Esta era la oportunidad de presenciar a un renovado Dream Theater, que sumado a las buenas críticas de su último disco y el retorno a los sonidos del rock progresivo que tantas satisfacciones ha dado a sus fanáticos, hacían de este show un acontecimiento imperdible. Y lo cierto es que el espíritu de Dream Theater perdura.

Todo comienza con la introducción instrumental “Dream Is Collapsing”, compuesta por Hans Zimmer y extraída de la banda sonora de la película “Inception”, para dar pie al tema encargado de abrir la gira, “Bridges In The Sky”, de la última placa del grupo, la cual es recibida con un gran entusiasmo inicial, para luego ser contemplada en silencio por el respetable, que dejándose llevar por el virtuosismo de los músicos, que en este primer corte ya se hacía protagonista, provocando miradas indecisas entre los fanáticos que no sabían si contemplar el escenario o las pantallas laterales que encuadraban con lujo de detalles la pericia de Petrucci en la guitarra, o Rudess en el teclado.
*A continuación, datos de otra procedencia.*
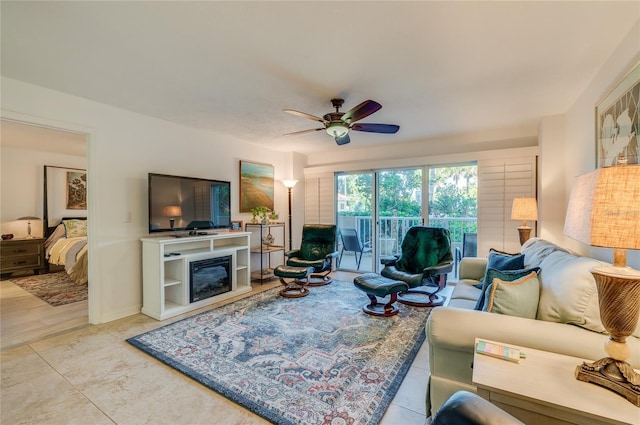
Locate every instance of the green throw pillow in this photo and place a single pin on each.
(517, 298)
(501, 261)
(504, 275)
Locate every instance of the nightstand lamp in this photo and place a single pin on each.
(29, 219)
(524, 209)
(604, 211)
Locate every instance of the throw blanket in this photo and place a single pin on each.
(72, 254)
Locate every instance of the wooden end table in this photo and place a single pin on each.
(542, 389)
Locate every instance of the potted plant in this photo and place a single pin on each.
(261, 212)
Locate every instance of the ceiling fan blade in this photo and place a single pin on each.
(304, 115)
(376, 128)
(343, 140)
(363, 110)
(303, 131)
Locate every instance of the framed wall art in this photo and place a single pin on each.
(236, 226)
(65, 193)
(256, 185)
(618, 122)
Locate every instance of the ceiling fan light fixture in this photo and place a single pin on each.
(337, 129)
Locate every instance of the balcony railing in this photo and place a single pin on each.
(393, 229)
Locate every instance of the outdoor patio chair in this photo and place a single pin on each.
(469, 248)
(351, 243)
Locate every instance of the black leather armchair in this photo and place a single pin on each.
(466, 408)
(317, 250)
(425, 261)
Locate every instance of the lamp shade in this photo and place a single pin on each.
(172, 211)
(289, 183)
(604, 208)
(29, 218)
(524, 209)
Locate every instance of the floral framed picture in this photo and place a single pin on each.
(618, 122)
(256, 185)
(76, 190)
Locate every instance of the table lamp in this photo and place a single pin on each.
(172, 211)
(604, 211)
(28, 219)
(524, 209)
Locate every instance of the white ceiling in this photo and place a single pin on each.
(438, 68)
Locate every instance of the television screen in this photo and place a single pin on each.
(188, 203)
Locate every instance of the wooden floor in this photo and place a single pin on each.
(25, 318)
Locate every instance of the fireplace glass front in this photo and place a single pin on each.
(209, 277)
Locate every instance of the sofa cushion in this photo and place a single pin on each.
(504, 275)
(501, 261)
(535, 250)
(514, 298)
(569, 293)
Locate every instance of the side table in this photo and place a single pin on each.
(542, 389)
(22, 254)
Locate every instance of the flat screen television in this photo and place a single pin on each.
(188, 203)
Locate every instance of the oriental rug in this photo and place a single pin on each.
(312, 360)
(54, 288)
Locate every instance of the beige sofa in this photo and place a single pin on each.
(567, 322)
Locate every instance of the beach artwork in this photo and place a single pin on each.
(256, 185)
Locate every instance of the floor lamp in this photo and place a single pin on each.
(289, 184)
(604, 211)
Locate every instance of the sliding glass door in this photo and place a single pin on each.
(375, 209)
(399, 207)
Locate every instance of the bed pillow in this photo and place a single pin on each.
(516, 298)
(75, 228)
(503, 275)
(501, 261)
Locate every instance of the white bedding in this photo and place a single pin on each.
(68, 252)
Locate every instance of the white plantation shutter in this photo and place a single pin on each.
(499, 181)
(319, 199)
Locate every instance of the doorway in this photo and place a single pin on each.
(29, 147)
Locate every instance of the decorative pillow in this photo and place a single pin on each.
(501, 261)
(517, 298)
(75, 228)
(505, 276)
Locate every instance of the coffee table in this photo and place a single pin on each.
(542, 389)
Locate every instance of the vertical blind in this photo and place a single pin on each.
(499, 181)
(319, 199)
Mangini es un show aparte, no sólo por su habilidad en las percusiones, sino que por el gran armazón que contiene su completísimo kit de batería, ocupando gran parte del escenario, refugiado en lo que se asemeja a un búnker de bombos y platillos. En la contraparte, se encuentra John Myung, inmerso en su interpretación, y cuyo bajo es la columna vertebral de la banda. Por último, James LaBrie es el gran anfitrión de la fiesta, ahora quizás con un poco más de espacio para licencias propias, pero más importante aún, demostrando una gran forma como vocalista, en una característica que comparten todos sus compañeros.
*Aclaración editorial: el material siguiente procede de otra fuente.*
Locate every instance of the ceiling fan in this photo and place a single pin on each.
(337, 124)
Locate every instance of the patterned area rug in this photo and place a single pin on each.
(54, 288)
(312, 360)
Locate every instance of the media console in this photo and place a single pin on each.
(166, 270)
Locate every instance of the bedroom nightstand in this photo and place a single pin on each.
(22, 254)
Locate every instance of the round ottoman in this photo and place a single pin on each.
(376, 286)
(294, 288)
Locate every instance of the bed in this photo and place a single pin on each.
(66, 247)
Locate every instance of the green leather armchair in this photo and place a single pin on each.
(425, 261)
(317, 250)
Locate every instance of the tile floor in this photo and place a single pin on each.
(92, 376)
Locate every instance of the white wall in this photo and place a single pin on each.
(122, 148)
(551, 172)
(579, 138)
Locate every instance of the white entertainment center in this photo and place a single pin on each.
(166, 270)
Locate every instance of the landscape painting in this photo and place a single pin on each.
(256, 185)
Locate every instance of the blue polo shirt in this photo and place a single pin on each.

También hay que mencionar el cuidado juego de luces y los tres cubos al fondo del escenario, que funcionan como pantallas que van cambiando sus imágenes dependiendo del tema a interpretar, y que entregan la atmósfera visual necesaria para acompañar la música de la banda, que pudo ser escuchada fuerte y clara gracias a un muy buen sonido que contradice la mala fama del recinto en este aspecto.

Luego del corte de presentación, el primer clásico en llegar fue “6:00” que desato los primeros cánticos de la cancha y continuó con las expresiones de asombro en las secciones rítmicas. La agresividad de los años más metaleros, llegaba con “The Dark Eternal Night”, incitando al pogo que se extinguió casi a la brevedad, debido al hipnotizante poder de engatusamiento que poseen las habilidades de los músicos, en una composición que es compleja y entretenida de escuchar, pero al exacerbar tanto las bondades de sus intérpretes, surge el cuestionamiento si lo que se va a ver es un concierto de música o un show de talentos. Para bajar un poco las revoluciones, la progresión se toma un descanso en “This Is The Life”, que tuvo un mar de brazos ondeando de un lado para otro. La pausa es agradecida con un gran aplauso, que se queda chico ante la euforia que despierta “The Root Of All Evil” del disco “Octavarium” (2005), el cual trae de vuelta al metal y a la progresión, y que tuvo como invitado especial a un oso de peluche que cayó desde el público para adornar los tarros de Mangini. “A Dramatic Turn Of Events” seguía siendo promocionado con “Lost Not Forgotten”, para llegar al primer solo de la noche, perteneciente al “novato” Mike Mangini, quien dejó más que claro el poder de sus credenciales, y de porqué es considerado como el poseedor de las muñecas más rápidas del planeta. Su intervención sirve como introducción para “A Fortune In Lies”, otro de los favoritos del catálogo de Dream Theater.

Si en sus presentaciones anteriores algunos reprochaban el hecho de que gran parte del set estuviera compuesto por temas complejos, donde el virtuosismo desmedido terminaba por saturar el concierto, para esta gira existe un pequeño segmento del show donde la guitarra acústica, la voz y el teclado, se toman el escenario, en una acertada decisión por parte de la banda, que matiza la noche con una bella interpretación acústica de “The Silent Man”, seguida por otra canción de su último álbum, “Beneath The Surface”.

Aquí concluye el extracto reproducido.